On 8/31/2023 8:09 PM, Daniel Borkmann wrote:
On 8/31/23 3:31 AM, Xu Kuohai wrote:
From: Xu Kuohai <xukuohai@xxxxxxxxxx>
While commit 90f0074cd9f9 ("selftests/bpf: fix a CI failure caused by vsock sockmap test")
fixes a receive failure of vsock sockmap test, there is still a write failure:
Error: #211/79 sockmap_listen/sockmap VSOCK test_vsock_redir
Error: #211/79 sockmap_listen/sockmap VSOCK test_vsock_redir
./test_progs:vsock_unix_redir_connectible:1501: egress: write: Transport endpoint is not connected
vsock_unix_redir_connectible:FAIL:1501
./test_progs:vsock_unix_redir_connectible:1501: ingress: write: Transport endpoint is not connected
vsock_unix_redir_connectible:FAIL:1501
./test_progs:vsock_unix_redir_connectible:1501: egress: write: Transport endpoint is not connected
vsock_unix_redir_connectible:FAIL:1501
The reason is that the vsock connection in the test is set to ESTABLISHED state
by function virtio_transport_recv_pkt, which is executed in a workqueue thread,
so when the user space test thread runs before the workqueue thread, this
problem occurs.
To fix it, before writing the connection, wait for it to be connected.
Fixes: d61bd8c1fd02 ("selftests/bpf: add a test case for vsock sockmap")
Signed-off-by: Xu Kuohai <xukuohai@xxxxxxxxxx>
Thanks for the fix!
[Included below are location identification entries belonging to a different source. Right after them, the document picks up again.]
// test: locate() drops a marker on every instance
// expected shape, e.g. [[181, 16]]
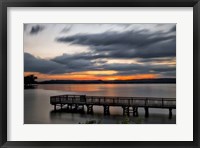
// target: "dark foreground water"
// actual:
[[37, 108]]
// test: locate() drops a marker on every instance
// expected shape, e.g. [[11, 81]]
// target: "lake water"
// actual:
[[38, 110]]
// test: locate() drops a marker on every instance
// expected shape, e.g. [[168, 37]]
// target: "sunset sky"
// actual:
[[100, 51]]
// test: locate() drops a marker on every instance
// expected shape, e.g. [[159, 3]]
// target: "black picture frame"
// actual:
[[4, 4]]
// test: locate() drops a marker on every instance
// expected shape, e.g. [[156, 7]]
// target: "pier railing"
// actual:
[[114, 101]]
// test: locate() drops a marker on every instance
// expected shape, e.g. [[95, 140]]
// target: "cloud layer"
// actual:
[[153, 52]]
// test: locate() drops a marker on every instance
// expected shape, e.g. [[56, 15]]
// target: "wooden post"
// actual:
[[146, 112], [106, 110], [170, 113], [135, 112]]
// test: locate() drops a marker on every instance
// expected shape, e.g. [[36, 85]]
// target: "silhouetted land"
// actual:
[[138, 81]]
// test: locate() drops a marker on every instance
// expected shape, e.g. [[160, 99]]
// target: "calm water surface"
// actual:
[[37, 108]]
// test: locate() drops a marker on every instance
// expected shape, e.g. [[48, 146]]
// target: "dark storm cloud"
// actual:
[[173, 29], [66, 29], [36, 29], [149, 49], [129, 44], [68, 64], [34, 64]]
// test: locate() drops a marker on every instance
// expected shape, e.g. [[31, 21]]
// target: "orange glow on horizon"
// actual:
[[89, 75]]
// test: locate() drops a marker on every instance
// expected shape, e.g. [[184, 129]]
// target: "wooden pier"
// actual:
[[129, 104]]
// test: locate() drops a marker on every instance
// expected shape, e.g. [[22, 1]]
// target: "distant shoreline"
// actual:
[[138, 81]]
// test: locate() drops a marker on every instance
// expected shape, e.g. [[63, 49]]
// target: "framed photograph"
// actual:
[[99, 73]]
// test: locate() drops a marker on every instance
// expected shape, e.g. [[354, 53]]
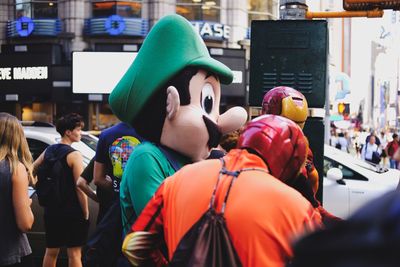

Looks like this is gone now at least in the tests which succeed,
but there are still two issues:
1) s390x fails in BPF CI as below:
https://github.com/kernel-patches/bpf/actions/runs/6031993528/job/16366784236
Error: #211 sockmap_listen
Error: #211/79 sockmap_listen/sockmap VSOCK test_vsock_redir
Error: #211/79 sockmap_listen/sockmap VSOCK test_vsock_redir
./test_progs:vsock_socketpair_connectible:1456: poll_connect: Invalid argument
vsock_socketpair_connectible:FAIL:1456
./test_progs:vsock_unix_redir_connectible:1494: vsock_socketpair_connectible() failed
vsock_unix_redir_connectible:FAIL:1494
./test_progs:vsock_socketpair_connectible:1456: poll_connect: Invalid argument
vsock_socketpair_connectible:FAIL:1456
./test_progs:vsock_unix_redir_connectible:1494: vsock_socketpair_connectible() failed
vsock_unix_redir_connectible:FAIL:1494
./test_progs:vsock_socketpair_connectible:1456: poll_connect: Invalid argument
vsock_socketpair_connectible:FAIL:1456
./test_progs:vsock_unix_redir_connectible:1494: vsock_socketpair_connectible() failed
vsock_unix_redir_connectible:FAIL:1494
./test_progs:vsock_socketpair_connectible:1456: poll_connect: Invalid argument
vsock_socketpair_connectible:FAIL:1456
./test_progs:vsock_unix_redir_connectible:1494: vsock_socketpair_connectible() failed
vsock_unix_redir_connectible:FAIL:1494
Error: #211/158 sockmap_listen/sockhash VSOCK test_vsock_redir
Error: #211/158 sockmap_listen/sockhash VSOCK test_vsock_redir
./test_progs:vsock_socketpair_connectible:1456: poll_connect: Invalid argument
vsock_socketpair_connectible:FAIL:1456
./test_progs:vsock_unix_redir_connectible:1494: vsock_socketpair_connectible() failed
vsock_unix_redir_connectible:FAIL:1494
./test_progs:vsock_socketpair_connectible:1456: poll_connect: Invalid argument
vsock_socketpair_connectible:FAIL:1456
./test_progs:vsock_unix_redir_connectible:1494: vsock_socketpair_connectible() failed
vsock_unix_redir_connectible:FAIL:1494
./test_progs:vsock_socketpair_connectible:1456: poll_connect: Invalid argument
vsock_socketpair_connectible:FAIL:1456
./test_progs:vsock_unix_redir_connectible:1494: vsock_socketpair_connectible() failed
vsock_unix_redir_connectible:FAIL:1494
./test_progs:vsock_socketpair_connectible:1456: poll_connect: Invalid argument
vsock_socketpair_connectible:FAIL:1456
./test_progs:vsock_unix_redir_connectible:1494: vsock_socketpair_connectible() failed
vsock_unix_redir_connectible:FAIL:1494
Oops, I think it's because the esize variable is not initialized,
causing getsockopt to read a garbage value.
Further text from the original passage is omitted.